It is usually known in any institution who the good voice teachers are, but many freshmen get put with the less good teachers, and because freshmen are eager to learn and want to do well, they trust their teacher no matter their reputation.
It kills me when I play for freshmen who sound healthy at the beginning of the year and who slowly loose their voices in just a few months. I've noticed that by as early as February, there is a clear difference between the students of good voice teachers and the rest of them. And I always wonder what keeps the students of the less good teachers from noticing that they are not advancing as fast and as well as the other ones. I figure that if they realized that they were loosing their voices they would ask to change studio. I feel so powerless in those situations, because I can't say anything without being out of line.
In talking about this issue on a hike today with my friend Laura Jo Trexler (who is a wonderful singer actor), she came up with the idea that there should be a mandatory scope exam of the vocal folds at the end of freshman year. It certainly would help shine light on the teachers that overall keep their students healthy, and the ones that overall don't (of course there is always the individual exception).
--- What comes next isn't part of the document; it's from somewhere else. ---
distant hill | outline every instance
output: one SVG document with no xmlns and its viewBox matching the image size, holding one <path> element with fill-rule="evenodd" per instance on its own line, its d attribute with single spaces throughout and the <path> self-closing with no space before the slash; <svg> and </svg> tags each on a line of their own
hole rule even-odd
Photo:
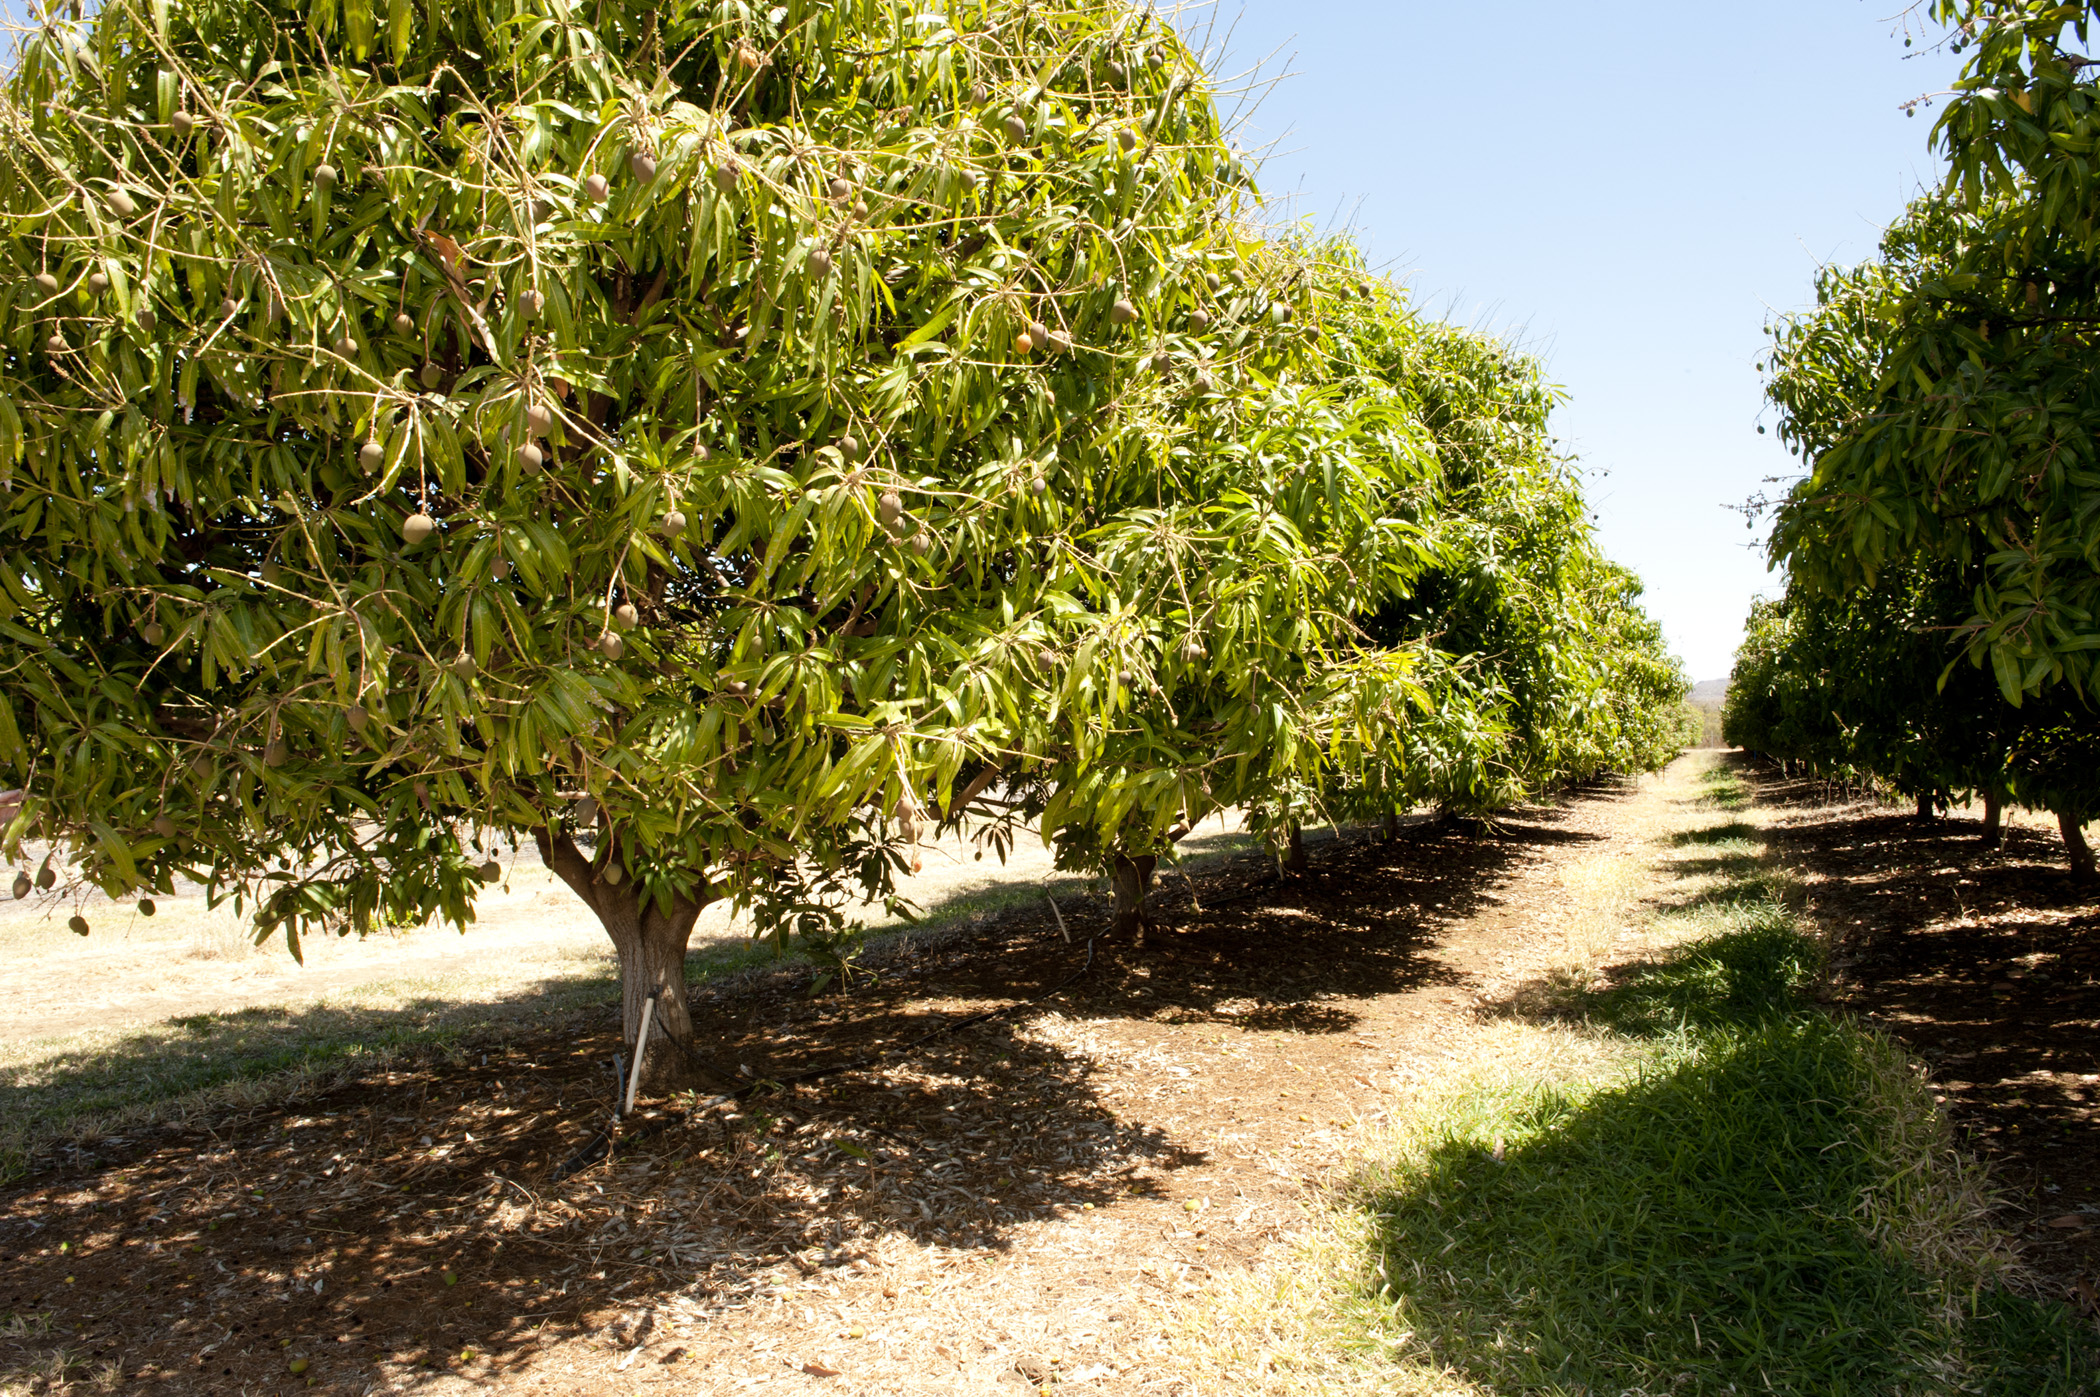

The students would see if they have any injury, which one, get treatment for it and see a vocal health specialist. If realize that other students in their studios have issues as well while students from other studios don't, they can make the connection between their vocal health and their voice lessons faster than if they wait to audition for grad school to hear from other teachers that they need to start learning how to sing pretty much all over again.
Do you think that a mandatory scope would help students find and stay with good teachers? What other solutions are there to help young singers realize if their voice lessons are helping them or hurting them?
Share
Geraldine, you make some good comments, to which I would add the following...
ReplyDeleteIn an ideal world, students would get a "baseline" scope/strobe upon entrance to a degree in voice/theater. Many times, students are accepted with damage which becomes clear to the teacher within the first month of lessons. Also in an ideal world, students would not relinquish all power to the teacher, rather than learning their own instrument and self-examining... was that easier? Am I improving and how?
About having scopes at the end of the year as a diagnostic tool for technical improvement, I am less certain. Many students with bad technique or no improvement after a year of study will still have perfectly healthy scopes. Lots of people sing inefficiently without getting nodes, in other words. Secondly, one also needs to realize that a lot of freshmen who do develop vocal issues like that do so as a result of lifestyle choices that come to a head freshmen year, living away from parents. Such as... staying up and talking all night long. Eating late and drinking often... reflux! And of course, smoking various substances which creates a slow deterioration of the vocal folds. In the last case, I tend to find the smoking will begin to reveal itself at the end of freshmen/sophomore year (students who did this already in high school do it more when living away from the parents).
Ironically, students can improve technically (breath support, coordination, registration, etc) and yet having deteriorating vocal health due to the above. Sometimes these two will cancel each other out or make it difficult to assess actual technique vs. vocal health.
Either way, it is the teacher's job to try to figure out what is going on, and the student's job to be proactive in their technique and care of self.
Kerry,
ReplyDeleteThank you so much for your wonderfully detailed comment. I definitely agree with you that a scope before starting freshman year would be great. Who knows, maybe even as part of the application process?!
I am very interested in what you say about students not relinquishing all power to the teacher. How should young singers go about doing that? Where is the line drawn between relinquishing power and not trusting a teacher enough to let them do their job?
I suppose if a student asks question to the teacher about things that did and didn't work during practice, or about the use of the exercises being done in the lesson, as well as having conversation about the voice and voice lesson with fellow students, that might be a good place to start. And reading literature, whether interviews of professional singers or books on singing.